A legal team from Cleary Gottlieb Steen & Hamilton led by M&A partners Pierre-Yves Chabert and Fabrice Baumgartner, antitrust partner François-Charles Laprévote and associates Idris Hebbat, Guillaume Le Masson and Severine Schrameck took the lead for the French government on the deal. (Chabert was named an American Lawyer Dealmaker of the Year in 2007 for his role advising Mittal Steel on its steel industry megamerger with rival Arcelor.)
GE, which can now proceed with its plans to take full control of Alstom’s energy equipment unit that services natural gas and coal power plants throughout Europe, had its own robust team of legal advisers.
Leading French firm Bredin Prat and Magic Circle alliance partner Slaughter and May are serving as lead deal counsel to GE. M&A partner Frances Murphy and associate Amy Hutchings are leading a London-based team from Slaughter and May, while Bredin Prat, whose Paris headquarters Le Monde reports was the site of deal talks between GE, Alstom and the French government, fielded a team led by M&A partner Olivier Assant, tax partner Julien Gayral, finance partner Samuel Pariente, corporate counsel Florence Haas and associates Jerome Cordier and Antoine Le Bihan. As noted by The Am Law Daily last month, Arnold & Porter and Skadden, Arps, Slate, Meagher & Flom are handling antitrust and regulatory matters for GE.
GE general counsel Brackett Denniston III, a former Goodwin Procter partner who took over as head of the company’s massive in-house legal department in 2004, is leading an in-house team working on that deal that includes European general counsel Hendrik Bourgeois; general counsel for European transactions Benedict O’Halloran; general counsel for transportation Thomas LaFrance; general counsel for power generation Michael Gregory Jr.; general counsel for energy management Tara Plimpton; senior counsel Jim Waterbury and Karan Bhatia; senior transactions counsel Kevin Randall; and associate general counsel Deborah Lloyd.
GE Capital, the Norwalk, Conn.-based financial services of GE, announced Monday the $950 million sale of its Scandinavian consumer finance business to Banco Santander. Swedish firm Mannheimer Swartling, Norway’s Thommessen and Denmark’s Gorrissen Federspiel are advising that unit, known as GE Money Bank, on its proposed sale to Spain’s largest lender.
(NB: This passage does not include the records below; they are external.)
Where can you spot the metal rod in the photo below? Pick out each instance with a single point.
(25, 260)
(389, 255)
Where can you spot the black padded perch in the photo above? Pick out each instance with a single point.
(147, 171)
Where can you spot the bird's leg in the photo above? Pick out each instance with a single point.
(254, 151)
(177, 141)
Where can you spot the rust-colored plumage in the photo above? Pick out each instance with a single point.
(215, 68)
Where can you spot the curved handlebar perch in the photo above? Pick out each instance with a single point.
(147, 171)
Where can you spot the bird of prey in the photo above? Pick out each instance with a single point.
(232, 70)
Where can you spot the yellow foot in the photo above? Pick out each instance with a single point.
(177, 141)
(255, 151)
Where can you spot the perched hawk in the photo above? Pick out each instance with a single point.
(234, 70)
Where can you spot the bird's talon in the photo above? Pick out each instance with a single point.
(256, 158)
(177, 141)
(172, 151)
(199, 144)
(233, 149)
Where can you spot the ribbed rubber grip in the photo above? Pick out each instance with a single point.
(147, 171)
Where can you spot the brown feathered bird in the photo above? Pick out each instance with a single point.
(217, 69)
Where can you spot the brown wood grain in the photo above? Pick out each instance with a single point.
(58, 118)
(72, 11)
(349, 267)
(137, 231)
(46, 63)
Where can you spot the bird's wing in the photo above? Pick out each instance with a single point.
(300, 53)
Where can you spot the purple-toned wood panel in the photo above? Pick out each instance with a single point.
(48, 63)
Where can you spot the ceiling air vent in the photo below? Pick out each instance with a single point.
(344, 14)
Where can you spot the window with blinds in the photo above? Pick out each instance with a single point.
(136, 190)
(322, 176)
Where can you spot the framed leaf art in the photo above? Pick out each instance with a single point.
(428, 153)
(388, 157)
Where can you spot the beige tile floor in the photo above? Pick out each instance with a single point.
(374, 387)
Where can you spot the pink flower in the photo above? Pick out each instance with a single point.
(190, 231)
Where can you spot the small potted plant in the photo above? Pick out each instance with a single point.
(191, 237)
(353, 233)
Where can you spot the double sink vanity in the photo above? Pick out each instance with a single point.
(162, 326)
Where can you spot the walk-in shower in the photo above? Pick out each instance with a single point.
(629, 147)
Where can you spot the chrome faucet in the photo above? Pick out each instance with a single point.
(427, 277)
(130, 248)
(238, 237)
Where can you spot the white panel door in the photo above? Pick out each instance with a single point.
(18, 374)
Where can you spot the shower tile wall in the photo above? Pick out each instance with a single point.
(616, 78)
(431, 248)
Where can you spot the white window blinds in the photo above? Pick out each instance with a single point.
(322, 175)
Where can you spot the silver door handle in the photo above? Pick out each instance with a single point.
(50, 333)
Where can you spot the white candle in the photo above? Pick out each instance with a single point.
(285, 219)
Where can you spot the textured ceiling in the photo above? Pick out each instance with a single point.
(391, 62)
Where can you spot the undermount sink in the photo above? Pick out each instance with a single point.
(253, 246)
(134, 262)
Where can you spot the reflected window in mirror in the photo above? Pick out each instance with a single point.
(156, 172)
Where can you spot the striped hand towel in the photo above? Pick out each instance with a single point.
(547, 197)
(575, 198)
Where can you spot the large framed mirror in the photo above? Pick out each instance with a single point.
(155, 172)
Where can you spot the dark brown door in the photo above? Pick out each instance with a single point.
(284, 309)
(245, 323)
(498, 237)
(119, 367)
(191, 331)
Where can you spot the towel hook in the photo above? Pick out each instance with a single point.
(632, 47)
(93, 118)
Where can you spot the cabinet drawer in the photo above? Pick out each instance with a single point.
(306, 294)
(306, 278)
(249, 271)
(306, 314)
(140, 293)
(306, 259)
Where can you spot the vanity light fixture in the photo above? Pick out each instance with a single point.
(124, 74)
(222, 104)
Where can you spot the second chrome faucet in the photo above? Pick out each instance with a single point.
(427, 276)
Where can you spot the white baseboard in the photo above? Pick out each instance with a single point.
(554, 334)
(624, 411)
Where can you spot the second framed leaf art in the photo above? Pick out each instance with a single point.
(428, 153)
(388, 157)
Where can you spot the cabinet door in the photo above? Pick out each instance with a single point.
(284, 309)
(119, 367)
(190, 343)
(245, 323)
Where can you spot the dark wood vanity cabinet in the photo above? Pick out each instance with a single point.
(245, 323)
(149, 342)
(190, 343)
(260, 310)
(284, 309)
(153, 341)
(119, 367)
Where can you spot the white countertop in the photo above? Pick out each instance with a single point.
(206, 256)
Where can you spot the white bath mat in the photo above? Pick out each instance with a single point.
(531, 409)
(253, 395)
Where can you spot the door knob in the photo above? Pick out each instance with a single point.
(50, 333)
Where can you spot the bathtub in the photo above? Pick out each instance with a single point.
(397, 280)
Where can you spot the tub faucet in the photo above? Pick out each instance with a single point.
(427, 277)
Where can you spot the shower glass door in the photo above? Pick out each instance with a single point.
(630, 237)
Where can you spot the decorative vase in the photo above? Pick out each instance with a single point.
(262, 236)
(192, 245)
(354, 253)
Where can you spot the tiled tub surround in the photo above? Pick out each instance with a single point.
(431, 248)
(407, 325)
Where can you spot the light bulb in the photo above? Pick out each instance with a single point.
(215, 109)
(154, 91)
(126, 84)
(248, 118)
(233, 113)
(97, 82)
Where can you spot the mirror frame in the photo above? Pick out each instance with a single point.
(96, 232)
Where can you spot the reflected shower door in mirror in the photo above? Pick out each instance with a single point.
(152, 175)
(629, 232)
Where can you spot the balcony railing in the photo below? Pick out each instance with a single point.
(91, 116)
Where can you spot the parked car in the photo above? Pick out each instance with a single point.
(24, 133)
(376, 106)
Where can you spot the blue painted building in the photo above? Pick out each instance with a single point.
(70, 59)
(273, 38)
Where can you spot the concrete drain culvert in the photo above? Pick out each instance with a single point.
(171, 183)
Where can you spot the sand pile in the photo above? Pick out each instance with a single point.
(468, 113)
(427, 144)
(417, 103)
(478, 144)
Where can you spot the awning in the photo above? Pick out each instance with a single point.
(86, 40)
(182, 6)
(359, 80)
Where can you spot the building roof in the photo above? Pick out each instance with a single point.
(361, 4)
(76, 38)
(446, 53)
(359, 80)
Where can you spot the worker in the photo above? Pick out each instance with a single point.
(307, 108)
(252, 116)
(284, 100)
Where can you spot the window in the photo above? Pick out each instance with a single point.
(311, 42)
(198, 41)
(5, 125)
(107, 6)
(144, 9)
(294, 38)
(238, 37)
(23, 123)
Alexander Dimitrief serves as general counsel for GE Capital, while Ann-Sophie Hesser is Nordic general counsel for GE Money Bank. Other in-house GE lawyers working on the Banco Santander deal include senior M&A counsel Evelyn McAdam; senior counsel for IT, sourcing and operations Iris Schwartz; antitrust senior counsel Kaarli Eichhorn; IP senior counsel Sean Merrill and Cecilia Vega; corporate treasury counsel Myoung Rhee; and GE Capital International general counsel Andrew Bull.
Legal counsel to Banco Santander, which is one of the eurozone’s biggest banks, were not immediately available by the time of this story. The Spanish lender’s acquisition of GE Money Bank is expected to close in the second half of this year.
As for France, the country’s struggling economy was found by a key market analysis report this week to be holding back the overall economic performance of the eurozone. The French government will sell at least 3.1 percent of its holdings in gas utility GDF Suez to fund its purchase of a 20 percent stake in Alstom.